Can members imagine not having our children immunized? I have been to developing countries where measles, mumps and rubella are still a factor. We have just seen that polio has had a resurgence, and I have seen some cases. Can members imagine what would happen if we did not have medications in our own country? That is the reality of hundreds of millions of people, particularly those in sub-Saharan Africa where more than 750 million people live. The absence of basic medications results in the death of babies, children, adults, and mortality and morbidity figures that would be unthinkable.
Preventable diseases are not prevented. Simply treatable diseases are not treated. People die or are maimed as a result of that, causing devastating effects in those countries.
We know, for example, that in sub-Saharan Africa there are countries where up to 50% or more of the people are HIV positive. In Botswana 52% of the female population between the ages of 16 and 25 are HIV positive. That results in a massive death rate and a sea of orphans. Teachers are being wiped out on the continent. Who teaches children? Adults are being wiped out of the working force which is eviscerating the economic potential and abilities of these countries to get on their feet. All for the absence of a rational prevention mechanism, the absence of condoms and the absence of antiretrovirals that not only prevent the transmission from mother to baby but also prevents these people from living lives that could go on for much longer.
The cost of ARVs have gone down quite substantially and, as a result, this is something that is imminently doable. All it requires is for the international community to get behind this.
The bill should be passed forthwith. It would be an extraordinary example to the world, particularly in view of the fact that the G-8 summit will be taking place in Scotland this summer. It is important that the House pass the bill quickly, so that we can go to the G-8 summit and let it know what Canada has done so other countries could follow suit.
An intriguing proposal has come forward from Health Partners International of Canada in Montreal. This proposal would give a $7 million tax incentive to pharmaceutical companies. We would then get from the pharmaceutical companies the equivalent of over $132 million worth of needed medications. Those medications would be driven not by what pharmaceutical companies want to give, but by what countries demand. The medications would be demand driven by the countries.
Pharmaceutical companies are on side to do this. A $7 million tax incentive would enable them to give $132 million worth of basic medications which would save thousands of lives. A similar process is occurring in the U.K. right now with pharmaceutical companies there.

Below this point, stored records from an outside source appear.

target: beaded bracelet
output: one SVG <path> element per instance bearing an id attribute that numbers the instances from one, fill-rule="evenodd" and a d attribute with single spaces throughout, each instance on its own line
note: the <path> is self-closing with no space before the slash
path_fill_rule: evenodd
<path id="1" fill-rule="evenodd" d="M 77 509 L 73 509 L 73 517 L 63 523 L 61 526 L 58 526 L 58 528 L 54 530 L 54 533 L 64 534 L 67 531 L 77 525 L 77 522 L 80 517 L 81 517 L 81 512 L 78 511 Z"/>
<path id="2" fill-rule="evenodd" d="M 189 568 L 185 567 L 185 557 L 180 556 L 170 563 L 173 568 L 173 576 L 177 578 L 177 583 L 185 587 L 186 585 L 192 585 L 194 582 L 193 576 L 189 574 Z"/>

It would be wonderful if we could take this plan to the G-8 summit and make it happen.
A lot of exciting things are happening in my government. This particular bill is not only innovative, but I would suggest that it is inspirational. It is inspirational because it deals with one of the most pressing, challenging and important problems affecting the poorest people in the world. Bill C-29 would provide basic medications to the people most in need in the world, so they can work, go to school, and their children can live and grow up. Bill C-29 would save lives.
I hope all opposition parties will support this legislation because at the end of the day it will save lives. What could be more important than that?